Without commenting on the merits of it, consider an opposing view that Card Brand Liabilities could be treated as common law claims for purposes of insurance coverage, not liabilities created by contract, and the payment card brands are demanding amounts as agents for the issuing banks. Target may not have to address whether its Card Brand Liabilities were created by merchant services agreement contracts or are common law liabilities, because Target reportedly has $50 million in coverage for this exact type of loss:

“To limit our exposure to losses relating to data breach and other claims, we maintain $100 million of network-security insurance coverage, above a $10 million deductible and with a $50 million sublimit for settlements with the payment card networks.”[10] 

How would your insurance cover card brand liabilities? Even if you have cyberinsurance, does the policy address card brand liabilities? Does your insurance carrier’s claim handler view the losses as liabilities under a merchant services agreement contract? Or as common law liabilities? If it’s the former, are there exclusions for liabilities allegedly assumed in a merchant services agreement contract? Or sublimits on the total policy limit (making just a fraction of coverage available)?

Consider using the Target announcement as a perfect opportunity to review your insurance – including your cyberinsurance – policies closely to figure out whether you would have full coverage for these losses. The last thing that you want to face is the prospect of your insurer denying coverage for millions of dollars in losses after you were told that buying cyberinsurance would be a panacea for all things cyberrisk.


[1] See, e.g.First Bank of Del., Inc. v. Fid. & Deposit Co. of Md., 2013 WL 5858794, at *2 (Del. Super. Oct. 30, 2013), rearg. denied, 2013 WL 6407603 (Del. Super. Dec. 4, 2013).

[2] Genesco, Inc. v. Visa U.S.A., Inc., 296 F.R.D. 559, 564 (M.D. Tenn. 2014) (over $13 million in liabilities overall, but only $10,000 in “fines for failing to ensure Genesco’s PCI DSS compliance”), opinion amended and superceded on other grounds, 2014 WL 935329 (M.D. Tenn.

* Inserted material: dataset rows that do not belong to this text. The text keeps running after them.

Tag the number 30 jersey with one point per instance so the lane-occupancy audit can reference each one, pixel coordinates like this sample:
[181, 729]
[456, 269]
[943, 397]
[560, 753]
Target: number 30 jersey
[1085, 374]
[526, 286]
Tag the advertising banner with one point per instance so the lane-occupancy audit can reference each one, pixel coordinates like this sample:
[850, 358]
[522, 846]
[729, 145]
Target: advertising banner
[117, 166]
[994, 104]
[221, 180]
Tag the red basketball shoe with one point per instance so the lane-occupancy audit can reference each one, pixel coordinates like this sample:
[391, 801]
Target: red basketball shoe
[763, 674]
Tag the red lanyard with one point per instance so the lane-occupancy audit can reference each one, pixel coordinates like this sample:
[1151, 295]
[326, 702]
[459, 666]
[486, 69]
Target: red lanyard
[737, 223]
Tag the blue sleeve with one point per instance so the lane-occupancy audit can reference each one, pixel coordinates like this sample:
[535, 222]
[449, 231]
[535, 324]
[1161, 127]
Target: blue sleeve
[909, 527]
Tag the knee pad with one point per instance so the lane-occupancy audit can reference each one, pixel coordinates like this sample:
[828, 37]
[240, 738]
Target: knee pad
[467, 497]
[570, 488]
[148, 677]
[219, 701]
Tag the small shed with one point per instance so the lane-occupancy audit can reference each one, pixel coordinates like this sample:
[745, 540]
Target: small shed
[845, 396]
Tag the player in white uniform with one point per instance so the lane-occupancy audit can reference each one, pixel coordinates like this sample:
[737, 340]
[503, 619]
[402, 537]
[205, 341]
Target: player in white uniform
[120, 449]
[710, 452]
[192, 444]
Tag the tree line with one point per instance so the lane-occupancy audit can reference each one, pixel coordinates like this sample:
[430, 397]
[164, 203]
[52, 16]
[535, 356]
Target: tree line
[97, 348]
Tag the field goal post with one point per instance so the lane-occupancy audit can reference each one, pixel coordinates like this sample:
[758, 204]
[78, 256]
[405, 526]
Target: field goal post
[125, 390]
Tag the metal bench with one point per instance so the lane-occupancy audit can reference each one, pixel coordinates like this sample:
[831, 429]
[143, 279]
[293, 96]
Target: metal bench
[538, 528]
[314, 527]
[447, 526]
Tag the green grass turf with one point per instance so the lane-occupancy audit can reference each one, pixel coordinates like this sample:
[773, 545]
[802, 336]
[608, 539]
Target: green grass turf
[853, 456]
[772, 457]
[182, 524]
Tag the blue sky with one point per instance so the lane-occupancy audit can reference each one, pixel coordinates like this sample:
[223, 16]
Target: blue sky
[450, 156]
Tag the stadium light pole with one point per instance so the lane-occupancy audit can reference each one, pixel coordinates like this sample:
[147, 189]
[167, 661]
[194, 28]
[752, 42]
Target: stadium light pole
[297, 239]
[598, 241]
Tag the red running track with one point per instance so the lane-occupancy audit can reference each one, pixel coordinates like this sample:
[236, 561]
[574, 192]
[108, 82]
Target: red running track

Mar. 10, 2014).

[3] See, e.g.Retail Ventures, Inc. v. Nat’l Union Fire Ins. Co. of Pittsburgh, PA, 691 F.3d 821, 824-25 (6th Cir. 2012) (retailer suffered more than $4 million in Card Brand Liabilities after credit card-based data incident); First Bank of Del., 2013 WL 5858794, at *2 (bank and debit card processor paid $1.4 million in compensatory damages due to Card Brand Liabilities after data incident of retailer with whom company did business); Genesco, Inc. v. Visa U.S.A., Inc., 296 F.R.D. 559, 564 (M.D. Tenn. Jan. 14, 2014) ($13.3 million in Card Brand Liabilities after a credit card-based data incident).

[4] Target, Form 10-K, Target Corporation SEC Filings (Mar. 14, 2014), available here.

[5] Target, Form 10-K, Target Corporation SEC Filings (Mar. 14, 2014), available here.

[6] Target, Target Announces Settlement Agreement with MasterCard; Estimated Costs Already Reflected in Previously Reported Results (Apr. 15, 2015), available here.

[7] Id.

[8] See In re Target Corp. Customer Data Security Breach Litigation (Financial Institution Cases), MDL No. 14-2522 (PAM/JJK), slip op. (D. Minn. Dec. 2, 2014). A copy of the decision is available via Google Scholar.

[9] Matt Donovan, Banking on Credit: Merchants bear the brunt of data breach risks in the hospitality industry, PropertyCasualty 360º (Dec. 1, 2013), available at http://www.propertycasualty360.com/2013/12/01/banking-on-credit?t=commercial (emphasis added).

[10] Target, , Form 10-Q, Target Corporation SEC Filings (Nov. 26, 2014), available here.

[1] MasterCard’s Security Rules and Procedures could be read to suggest that MasterCard is acting as an agent for issuing banks and demands against retailers are made on behalf of the issuing banks in whole or in part. MasterCard, Security Rules and Procedures – Merchant Edition, § 10.2.5.3 (Feb. 5, 2015) available at http://www.mastercard.com/us/merchant/pdf/SPME-Entire_Manual_public.pdf.

[2]Target, Form 10-K, Target Corporation SEC Filings (Mar. 14, 2014), available here.